Well, there's a lot of things going on when you are doing that work, many of them won't be limited by your zpool itself. For example:
The processing time needed to accomplish the job. Despite the fact that the task may not be CPU intensive, that added latency as the streams are multiplexed means that while the multiplexing is happening you likely have little to no transfer rate over the LAN. This is likely for a few ms at a time, so unless you go down to that level of resolution you probably can't even see this behavior.
The pool has latency while attempting to read and then write. It can't always do the reading, and it can't always do the writing, so some happy medium has to be found. ZFS takes turns reading, then writing. If ZFS needs to do some writes and your workstation is waiting for reads, that's lost time.
The whole data path between the CPU on your workstation and the actual bits on your zpool is filled with latency. Not much in your eyes and my eyes. But when you request a block of data(regardless of the size) and it takes 3-10ms to retrieve that information(which is about what I'd expect for ideal circumstances) that means you can only retrieve 10-30 blocks of data in a second. That's not very much even if each block is 1MB.
I've ripped audio streams out of my movies before for languages I don't speak. Despite the fact that I can copy the file from my server to local storage in less than 20 seconds, multiplexing the exact same file over the network takes several minutes. So I'd say that what you are seeing is completely normal for your workload. If you have money to blow and you do this as a full-time job, you might want to look into spending money on RAM. After all, time *is* money. But I wouldn't necessarily expect to see your multiplexing drop from 5 minutes to 2 minutes or less by adding more RAM.
If time is money, you may find satisfaction in copying the file locally to an SSD, doing the transcoding and then copying the file back to the server. Or something similar.
The problem isn't with the pool or it's performance, its with the "whole picture"(pun not intended).

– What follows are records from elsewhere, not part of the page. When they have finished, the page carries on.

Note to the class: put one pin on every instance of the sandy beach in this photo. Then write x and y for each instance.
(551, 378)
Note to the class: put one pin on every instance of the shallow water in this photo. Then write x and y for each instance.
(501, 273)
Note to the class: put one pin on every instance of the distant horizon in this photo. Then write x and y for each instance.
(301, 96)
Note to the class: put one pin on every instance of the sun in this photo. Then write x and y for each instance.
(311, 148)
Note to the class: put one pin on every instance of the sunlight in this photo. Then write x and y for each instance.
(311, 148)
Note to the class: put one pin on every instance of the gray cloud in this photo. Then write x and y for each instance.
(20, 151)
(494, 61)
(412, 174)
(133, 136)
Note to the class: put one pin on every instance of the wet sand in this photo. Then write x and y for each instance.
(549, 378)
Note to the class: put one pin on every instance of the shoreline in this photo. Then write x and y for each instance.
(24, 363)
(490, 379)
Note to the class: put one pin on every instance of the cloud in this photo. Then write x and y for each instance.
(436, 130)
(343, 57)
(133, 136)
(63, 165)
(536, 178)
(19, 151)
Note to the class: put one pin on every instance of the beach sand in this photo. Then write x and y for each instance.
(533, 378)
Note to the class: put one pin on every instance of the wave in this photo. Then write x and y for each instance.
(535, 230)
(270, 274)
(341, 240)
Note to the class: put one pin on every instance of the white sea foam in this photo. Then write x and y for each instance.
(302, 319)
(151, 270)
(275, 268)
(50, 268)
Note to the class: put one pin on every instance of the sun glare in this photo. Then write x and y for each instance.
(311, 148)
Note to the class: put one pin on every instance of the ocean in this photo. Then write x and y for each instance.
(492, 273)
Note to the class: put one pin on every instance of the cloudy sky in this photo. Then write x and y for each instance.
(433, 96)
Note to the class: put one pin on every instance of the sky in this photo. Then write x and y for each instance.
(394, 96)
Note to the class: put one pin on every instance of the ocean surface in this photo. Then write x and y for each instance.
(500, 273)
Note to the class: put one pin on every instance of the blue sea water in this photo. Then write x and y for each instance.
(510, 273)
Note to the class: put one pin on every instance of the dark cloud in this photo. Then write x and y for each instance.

I'm not sure what your use-case is for what you do or what program you use. I use mkvtoolnix. It actually has a FreeBSD version that you can absolutely run in a FreeBSD jail. If you are savvy with the CLI and are okay with writing out 100+ character command line arguments you can probably do some seriously fast multiplexing. I've thought about creating a script and putting it on the forums that would automatically strip out languages that aren't some predetermined language. But, when I look at the complexity of it, and the amount of time it would take to do, it's really not worth my time as a volunteer. When I looked at it before I was thinking of a script that was somewhat user configurable yet simple. I guesstimated it would take me something like 3-5 days to put the whole thing together, test it to it's limits, then put it out there. But crowd-sourcing isn't exactly something this community is good at. ;)